Capitalism can’t work properly with state-imposed negative real interest rates. The only age group which supports low rates – and 36 per cent to 21 per cent is hardly an emphatic endorsement – are 25-39 year olds, who have lots of debt and big mortgages. Tory voters especially hate low interest rates. The public also dislike inflation far more than the political classes usually understand.
The Bank of England will do what it believes is right when it meets today, regardless of public opinion. But the reason I am highlighting these fascinating surveys is that monetary policy is much more complex – and far more political – than even the politicians themselves realise.

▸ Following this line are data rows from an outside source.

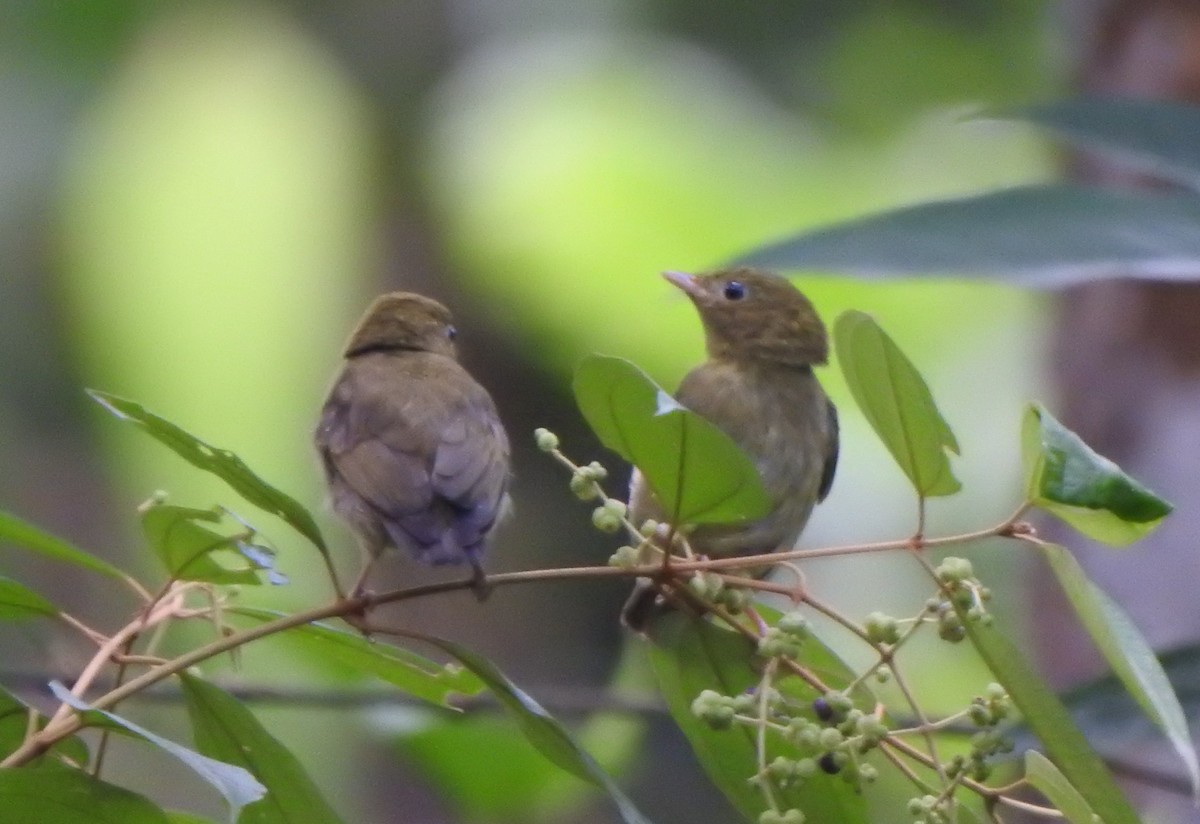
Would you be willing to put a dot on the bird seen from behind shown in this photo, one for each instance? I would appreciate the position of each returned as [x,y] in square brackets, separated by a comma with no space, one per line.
[413,449]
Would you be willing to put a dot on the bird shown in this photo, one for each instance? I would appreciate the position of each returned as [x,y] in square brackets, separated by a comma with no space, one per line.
[762,338]
[413,449]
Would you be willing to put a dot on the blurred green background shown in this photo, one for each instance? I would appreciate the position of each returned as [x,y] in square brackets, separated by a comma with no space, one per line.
[197,199]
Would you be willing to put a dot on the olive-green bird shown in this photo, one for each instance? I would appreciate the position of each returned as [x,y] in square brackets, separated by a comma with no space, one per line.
[763,337]
[414,452]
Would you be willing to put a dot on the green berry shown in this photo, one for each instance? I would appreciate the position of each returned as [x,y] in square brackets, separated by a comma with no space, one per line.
[951,629]
[616,506]
[582,486]
[795,624]
[625,557]
[831,738]
[605,519]
[882,629]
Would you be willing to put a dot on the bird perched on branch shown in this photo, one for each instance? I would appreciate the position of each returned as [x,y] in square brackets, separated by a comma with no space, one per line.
[762,337]
[414,452]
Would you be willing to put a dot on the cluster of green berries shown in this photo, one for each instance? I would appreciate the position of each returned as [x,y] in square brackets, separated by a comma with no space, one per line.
[882,629]
[546,440]
[960,590]
[987,711]
[786,637]
[832,741]
[609,516]
[586,486]
[931,810]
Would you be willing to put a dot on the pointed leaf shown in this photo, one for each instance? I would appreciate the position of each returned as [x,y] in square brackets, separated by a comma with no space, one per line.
[415,674]
[180,817]
[897,403]
[1048,720]
[18,602]
[220,462]
[1045,777]
[696,471]
[690,656]
[1048,236]
[540,727]
[1161,137]
[1087,491]
[1128,654]
[61,795]
[238,786]
[186,548]
[225,729]
[16,531]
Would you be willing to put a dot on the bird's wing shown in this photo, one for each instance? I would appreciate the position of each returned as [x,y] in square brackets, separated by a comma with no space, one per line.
[471,467]
[370,444]
[405,446]
[831,459]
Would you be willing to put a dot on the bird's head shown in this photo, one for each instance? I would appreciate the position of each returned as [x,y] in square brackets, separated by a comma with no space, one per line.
[402,320]
[755,316]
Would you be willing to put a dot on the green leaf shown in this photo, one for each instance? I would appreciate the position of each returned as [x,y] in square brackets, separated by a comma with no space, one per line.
[897,403]
[1158,136]
[690,656]
[61,795]
[16,531]
[1131,657]
[223,728]
[1045,777]
[220,462]
[409,672]
[18,602]
[235,785]
[15,726]
[1048,720]
[1047,236]
[696,471]
[186,548]
[540,727]
[1091,493]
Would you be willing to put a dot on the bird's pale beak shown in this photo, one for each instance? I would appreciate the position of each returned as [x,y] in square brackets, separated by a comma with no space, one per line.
[684,281]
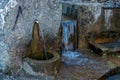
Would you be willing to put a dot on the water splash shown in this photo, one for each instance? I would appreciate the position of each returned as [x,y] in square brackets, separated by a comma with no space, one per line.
[68,33]
[108,13]
[5,6]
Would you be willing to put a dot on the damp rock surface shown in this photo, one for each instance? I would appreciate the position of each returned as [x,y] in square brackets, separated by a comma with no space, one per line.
[16,21]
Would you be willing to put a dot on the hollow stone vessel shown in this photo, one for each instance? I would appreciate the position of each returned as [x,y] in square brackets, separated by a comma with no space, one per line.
[39,60]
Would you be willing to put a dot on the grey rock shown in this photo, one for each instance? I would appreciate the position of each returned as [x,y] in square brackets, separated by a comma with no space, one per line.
[16,24]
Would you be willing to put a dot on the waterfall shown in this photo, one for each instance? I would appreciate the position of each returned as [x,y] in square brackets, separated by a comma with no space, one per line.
[68,34]
[108,13]
[69,39]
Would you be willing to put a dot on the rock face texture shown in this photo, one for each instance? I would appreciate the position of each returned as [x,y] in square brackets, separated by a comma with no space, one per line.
[16,24]
[17,19]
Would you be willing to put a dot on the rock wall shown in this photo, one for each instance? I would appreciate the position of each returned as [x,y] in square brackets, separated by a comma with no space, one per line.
[16,24]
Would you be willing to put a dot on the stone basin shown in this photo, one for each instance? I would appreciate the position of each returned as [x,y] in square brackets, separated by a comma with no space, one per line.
[50,66]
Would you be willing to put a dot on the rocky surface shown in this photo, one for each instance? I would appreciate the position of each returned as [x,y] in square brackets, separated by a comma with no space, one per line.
[16,24]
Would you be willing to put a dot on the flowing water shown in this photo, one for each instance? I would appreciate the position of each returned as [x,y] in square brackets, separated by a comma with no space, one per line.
[69,55]
[68,29]
[108,14]
[114,77]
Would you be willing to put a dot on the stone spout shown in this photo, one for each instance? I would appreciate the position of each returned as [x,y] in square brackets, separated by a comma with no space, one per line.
[35,47]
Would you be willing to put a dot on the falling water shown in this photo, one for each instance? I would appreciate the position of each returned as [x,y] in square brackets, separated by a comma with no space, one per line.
[68,34]
[108,14]
[44,42]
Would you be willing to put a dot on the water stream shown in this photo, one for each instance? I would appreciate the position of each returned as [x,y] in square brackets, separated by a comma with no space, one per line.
[69,55]
[108,14]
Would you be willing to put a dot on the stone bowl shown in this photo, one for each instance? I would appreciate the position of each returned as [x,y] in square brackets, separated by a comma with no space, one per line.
[48,67]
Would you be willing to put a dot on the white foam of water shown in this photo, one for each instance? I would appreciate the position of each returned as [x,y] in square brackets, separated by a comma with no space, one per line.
[4,11]
[68,29]
[108,14]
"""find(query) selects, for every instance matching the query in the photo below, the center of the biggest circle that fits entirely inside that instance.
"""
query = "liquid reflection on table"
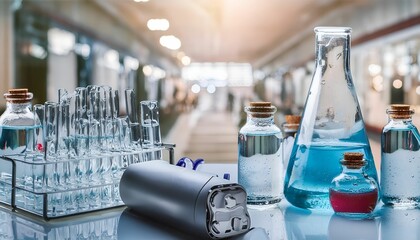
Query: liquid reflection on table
(282, 222)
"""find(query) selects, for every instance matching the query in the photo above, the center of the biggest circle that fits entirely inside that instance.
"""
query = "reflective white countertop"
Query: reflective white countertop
(282, 221)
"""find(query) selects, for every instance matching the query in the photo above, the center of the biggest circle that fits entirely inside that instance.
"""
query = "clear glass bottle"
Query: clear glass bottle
(331, 124)
(260, 164)
(353, 193)
(400, 166)
(290, 128)
(17, 123)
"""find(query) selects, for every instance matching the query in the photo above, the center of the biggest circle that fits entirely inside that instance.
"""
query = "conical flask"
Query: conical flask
(331, 124)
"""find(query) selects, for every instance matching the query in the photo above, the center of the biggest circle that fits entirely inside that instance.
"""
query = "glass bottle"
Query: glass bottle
(400, 166)
(17, 123)
(331, 124)
(353, 193)
(260, 165)
(290, 128)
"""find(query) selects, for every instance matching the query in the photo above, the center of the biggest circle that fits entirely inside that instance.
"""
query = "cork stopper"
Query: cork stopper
(353, 160)
(292, 122)
(400, 111)
(18, 95)
(260, 109)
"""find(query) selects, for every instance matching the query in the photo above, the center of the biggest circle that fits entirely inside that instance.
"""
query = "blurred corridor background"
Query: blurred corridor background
(203, 60)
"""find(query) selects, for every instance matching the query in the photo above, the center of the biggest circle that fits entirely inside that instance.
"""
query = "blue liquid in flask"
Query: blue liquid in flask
(314, 166)
(331, 125)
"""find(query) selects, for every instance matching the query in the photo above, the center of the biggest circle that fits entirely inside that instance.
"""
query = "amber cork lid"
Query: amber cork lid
(18, 95)
(353, 160)
(400, 111)
(293, 119)
(260, 109)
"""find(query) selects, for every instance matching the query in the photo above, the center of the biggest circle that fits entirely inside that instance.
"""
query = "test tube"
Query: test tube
(130, 101)
(39, 112)
(151, 137)
(51, 116)
(81, 122)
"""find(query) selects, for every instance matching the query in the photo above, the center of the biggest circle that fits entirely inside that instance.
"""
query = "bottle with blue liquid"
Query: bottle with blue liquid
(331, 124)
(260, 156)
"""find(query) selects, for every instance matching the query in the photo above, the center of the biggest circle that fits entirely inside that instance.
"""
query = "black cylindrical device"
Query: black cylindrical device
(195, 202)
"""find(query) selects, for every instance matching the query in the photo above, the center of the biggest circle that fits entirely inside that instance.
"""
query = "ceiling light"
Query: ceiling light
(374, 69)
(60, 41)
(170, 41)
(397, 83)
(158, 24)
(180, 55)
(147, 70)
(196, 88)
(211, 89)
(186, 60)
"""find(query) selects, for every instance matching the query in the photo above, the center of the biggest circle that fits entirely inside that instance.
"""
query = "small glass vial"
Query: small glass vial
(260, 164)
(353, 193)
(17, 123)
(400, 167)
(290, 128)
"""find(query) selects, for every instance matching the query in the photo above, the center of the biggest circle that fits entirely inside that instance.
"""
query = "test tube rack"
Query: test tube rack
(97, 192)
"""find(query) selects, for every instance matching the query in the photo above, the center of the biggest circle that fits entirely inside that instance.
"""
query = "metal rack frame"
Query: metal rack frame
(13, 206)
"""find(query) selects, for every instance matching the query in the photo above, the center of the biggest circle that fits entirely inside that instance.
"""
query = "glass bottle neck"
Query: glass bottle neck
(404, 120)
(352, 170)
(259, 120)
(18, 106)
(332, 49)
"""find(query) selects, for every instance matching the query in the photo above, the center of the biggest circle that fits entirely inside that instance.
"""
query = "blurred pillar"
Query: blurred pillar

They like low rates because they hope they will boost growth and jobs, and forget that manipulating the price of credit can be extremely dangerous, but there is even more to it than that.
Take quantitative easing (QE): in today’s Britain the distinction between fiscal policy (the Treasury’s job) and monetary policy (the Bank’s) has broken down. Under the guise of counter-acting the negative impact on the money supply of new banking regulations, the Bank of England is helping the Treasury finance spending to an astonishing degree. In October 2011, the Bank bought £16.9bn worth of gilts, compared with £17bn raised by the authorities – the entirety of the budget deficit that month was monetised. It was even more extreme in November 2011: the Bank bought £23.9bn of gilts while the Debt Management Office (DMO) issued “only” a net £11.9bn. In December, the Bank bought £15.3bn against an issuance of £13.4bn. In 2012 (up to 2 February) it has bought £23.9bn worth of gilts, against issuance of £16.1bn. Concentrated bouts of QE have benefits as well as costs, of course – but among the latter must be included reduced discipline at a Treasury that no longer needs to worry as much about levying taxes to fund spending.
Monetary policy has a huge effect on growth, jobs and inflation. It also has immense distributional effects – helping borrowers and hurting savers – and huge political effects. There is no doubt the UK would have lost its AAA-rating in the absence of mass gilt-buying via QE. If the Bank decides to go for more QE today, it will mean Sir Mervyn King has agreed to do George Osborne’s job for another few months. The chancellor will be delighted, of course, but that’s not really the point.